2) la seconda, politica, che ci deve permettere di individuare chi è il nemico principale e contribuire ad unire tutte le forze, anche quelle profondamente diverse da noi, con le quali ci sfidiamo a livello ideologico e in una strategia di lungo periodo, ma che combattono lo stesso nemico. La lotta politica non si può scambiare con quella ideologica e di lungo periodo. Per intenderci, sul piano internazionale, il nemico principale è l'imperialismo americano impegnato a dominare il mondo e su quello interno è il governo Berlusconi il quale, rappresentando gli strati più reazionari del capitale finanziario e della borghesia, in alleanza con l'imperialismo americano, cerca di dare l'assalto finale alla Costituzione repubblicana nata dalla Resistenza, per imporre un regime autoritario e pronto anche a smembrare l'unità nazionale, pur di mantenere il suo potere, nonostante le grandi lotte di massa e le sconfitte elettorali che continuamente subisce. Anzi, ad ogni sconfitta sul campo, così come Bush rilancia allargando le guerre aggressive, Berlusconi rilancia impegnandosi in opere demolitorie sia nel campo istituzionale, sia in quello giuridico che in quello sociale. Chi sottovaluta queste azioni demolitorie, magari etichettandole come contraddizioni della borghesia perché le norme giuridiche approvate nel passato rispetto a quelle presenti in ultima analisi fanno parte del diritto borghese, si pone nella stessa ottica e compie lo stesso ruolo di chi, non condividendo la posizione ideologica del PCUS, rimaneva contrario o indifferente all'esistenza dell'URSS. E invece, chi sa comprendere la storia, si rende conto della grande tragedia avvenuta con la dissoluzione dell'URSS, non solo per i popoli sovietici ma per tutti i popoli del mondo con la aumentata rapacità ed aggressività dell'imperialismo, soprattutto quello americano.

3) la terza, organizzativa, riguarda che Partito costruire per evitare le divisioni e le frammentazioni iniziate alla fine degli anni '60 o le involuzioni che si sono manifestate, per le leggi della dialettica e dello scontro sociale, dopo la presa del potere o dopo un apogeo, fino allo scioglimento di molti partiti; ed i più clamorosi casi sono quelli del PCUS e del PCI.

Dalla storia si evince per la nostra epoca che solo un partito di quadri, di militanti ben organizzati e di massa per il richiamo anche elementare di compagni uniti dalla tessera, dalla propaganda quotidiana e dal supporto fisico alle sue iniziative di lotta, può avere un futuro.

I partiti solo di quadri sono rimasti sparute minoranze in ogni parte del mondo, anche se spesso hanno fatto bene il loro lavoro ideologico ma non hanno saputo unire il lavoro ideologico a quello politico.

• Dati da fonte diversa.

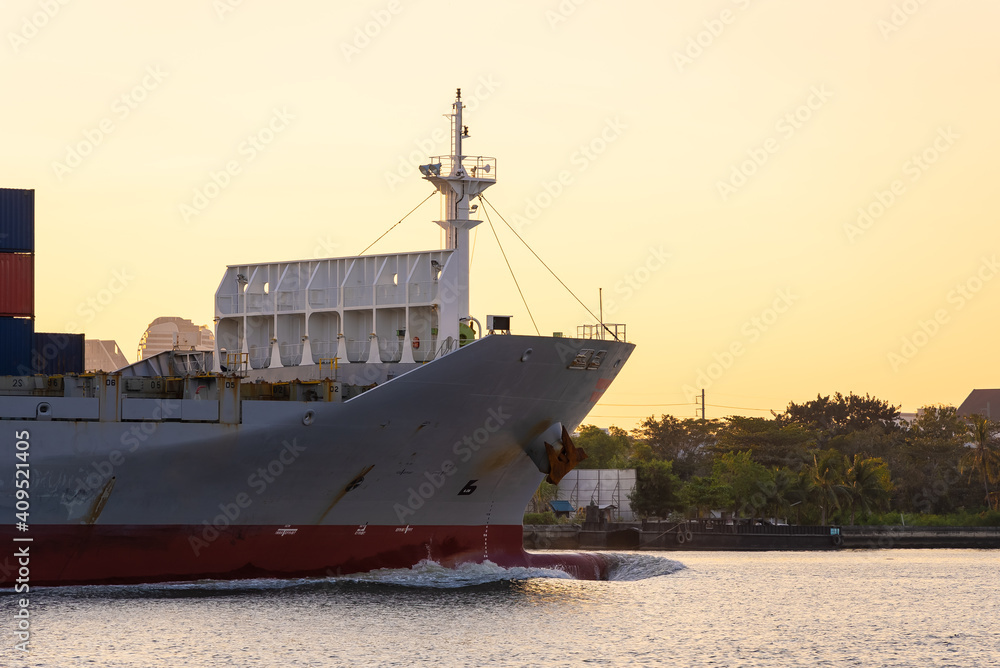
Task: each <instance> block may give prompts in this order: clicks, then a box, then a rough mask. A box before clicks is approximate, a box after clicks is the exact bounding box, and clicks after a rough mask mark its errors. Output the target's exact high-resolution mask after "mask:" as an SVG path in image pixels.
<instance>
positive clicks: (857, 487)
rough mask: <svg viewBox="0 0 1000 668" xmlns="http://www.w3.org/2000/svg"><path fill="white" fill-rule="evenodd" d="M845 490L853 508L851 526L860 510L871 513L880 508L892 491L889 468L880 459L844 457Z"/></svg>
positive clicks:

Altra cosa è stata la presunzione dei gruppi che volendo riproporre il "partito di quadri", nell'individualismo e nel settarismo dei loro promotori non hanno fatto nemmeno lavoro ideologico bensì un ideologismo ripetitivo ed un rivoluzionarismo parolaio consumandosi in dispute interne e senza alcun legame non solo con le masse ma con la stessa realtà.

Al contrario, dopo il fallimento dei grandi partiti di massa come il PCI (quando scelse proprio questo ruolo per concentrarsi principalmente nelle battaglie parlamentari e sollecitando le iniziative di massa solo per allargare il consenso elettorale, non assegnandosi più l'obiettivo strategico di trasformare il modo di produzione capitalismo), i partiti fondati come partiti solo di massa, ed in Italia su questa scia attualmente operano il PRC ed il PdCI, non si pongono nei fatti, indipendentemente dagli slogans che recitano, un obiettivo strategico di lungo periodo per la realizzazione di una nuova società, proprio perché hanno rifiutato la preparazione e l'organizzazione dei quadri e dei militanti sulla base di un lavoro ideologico e di istanze di partito che con spirito costruttivo e di disciplina determinano la linea politica, mentre hanno affidato ai leader, alle loro improvvisazioni, ai loro discorsi ed alle iniziative parlamentari ciò che si può definire come scelte e non certamente come linea politica organica.